Many of her works are classics in children’s literature that kids still read.
In honor of Beverly Cleary’s 100th birthday in 2016, the beloved children’s author re-released three of her most beloved books. The celebration doesn’t stop there. Three of her famous admirers have added their own special touches to the volumes as the world celebrates the author’s influence on children’s literature.
Actress Amy Poehler joins children’s authors Judy Blume and Kate DiCamillo as writers of new forewords for the newly released editions. Poehler penned the front section of “Ramona Quimby, Age 8;” DiCamillo wrote the opening essay for “The Mouse and the Motorcycle;” and fellow author, Blume, paid tribute to the person who inspired her to become an author in “Henry Huggins.”

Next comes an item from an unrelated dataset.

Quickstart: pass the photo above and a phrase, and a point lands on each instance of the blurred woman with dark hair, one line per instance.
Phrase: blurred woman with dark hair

Each of these three masterpieces came out as new editions in late January 2016. Cleary’s memoir “A Girl From Yamhill” also hit stores at that time. Blume, who was just starting her own writing career the first time she read Cleary’s work, relates that her own famous characters may never have been created without Cleary’s influence.
Cleary’s first book, “Henry Huggins,” came out in 1950 as a fictionalized memoir of her childhood. The book also incorporated children who would listen to her storytime readings when Cleary worked as an elementary school librarian. In 1955, the children’s author published “Beezus and Ramona,” the first book to feature the Quimby sisters.
Cleary’s career never faltered as her famous characters became bestsellers. Many of the author’s works are classics in children’s literature that kids still read. Due to her effect on children’s literature over the past several decades, Cleary has earned many accolades.
Cleary’s awards include the Newberry Medal in 1984 for “Dear Mr. Henshaw,” a novel about a boy who befriends his favorite author through a series of letters. In 2003, the National Endowment of the Arts awarded the author its National Medal of Art. Other awards note her overall contribution to children’s literature, such as the American Library Association’s Laura Ingalls Wilder Award, the Regina Medal from the Catholic Library Association and the Silver Medallion from the University of Southern Mississippi.
Cleary has inspired many contemporary children’s authors, so her legacy lives on in the works of others. The Library Congress named Cleary a Living Legend, perhaps the most prominent honor among her many awards. The author is an international favorite, as her books exist in 14 languages and in 20 countries.
Cleary’s 100th birthday is just one way to celebrate books, reading and literacy!